6.8 L'Atelier Vivanda, 18 rue Lauriston in the 16th, 01.40.67.10.00, closed weekends, has been open about a month and for some strange reason the Big Boys (except Philippe Toinard) seem to have missed the boat because it's a great meat and potatoes place especially for 35 E with wines starting at 20 E.
The kitchen is bright shiny clean metal, half-open, half-semi-closed, the waitfolk have leather butchers' aprons and they bring over some Iberic ham right off the bat so you know they mean serious meat business and we had sticker shock at the nice prices of the wines - ours was a terrific Elian Da Rosa Cotes du Marmadais.
The menu has three starters, six mains, five different kinds of potato and three desserts.
The ladies all had the green bean salad which I thought was very nice and the guys had strips of marinated mackerel with confited tomato bits which we thought were great.
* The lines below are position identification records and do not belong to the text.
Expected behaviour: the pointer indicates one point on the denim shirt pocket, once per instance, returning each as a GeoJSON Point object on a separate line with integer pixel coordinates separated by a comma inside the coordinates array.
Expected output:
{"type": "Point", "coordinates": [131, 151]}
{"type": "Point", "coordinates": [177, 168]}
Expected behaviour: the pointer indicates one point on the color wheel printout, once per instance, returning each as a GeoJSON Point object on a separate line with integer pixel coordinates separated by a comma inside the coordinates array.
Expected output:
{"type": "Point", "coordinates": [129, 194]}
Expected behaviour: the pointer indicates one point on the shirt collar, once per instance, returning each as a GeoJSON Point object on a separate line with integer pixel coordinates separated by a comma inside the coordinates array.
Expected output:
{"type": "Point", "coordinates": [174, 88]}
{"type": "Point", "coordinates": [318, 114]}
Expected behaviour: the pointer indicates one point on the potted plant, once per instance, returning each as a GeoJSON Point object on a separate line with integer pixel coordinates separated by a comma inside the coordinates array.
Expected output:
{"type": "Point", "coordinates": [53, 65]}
Then there was an expected introduction of very fine green salads for all of us.
The ladies then repeated their similar ordering with cotes of pork, M. had l'amburger their style and I had the heart of entrecote under-cooked to my perfection. We each had potatoes a different way (ala Vivanda - halved with high heat and duck fat, Dauphinois, sauteed, Dauphine and Darphin) bent on testing them head to head, but wouldn't you know they were all good.
We had for dessert the tarte tatin and creme brulee, which again it was hard to discern which was better.
Our bill for five, with two bottles of wine, one of their own sparkling water and three coffees was 224 E, thus 89.60 E a couple.
Go? M. Benallal dropped by our table at some point and explained that all he was trying to do was serve simple, good food. Boy has he succeeded but it's hardly simple, but plenty good. Only 20 seats so reserve.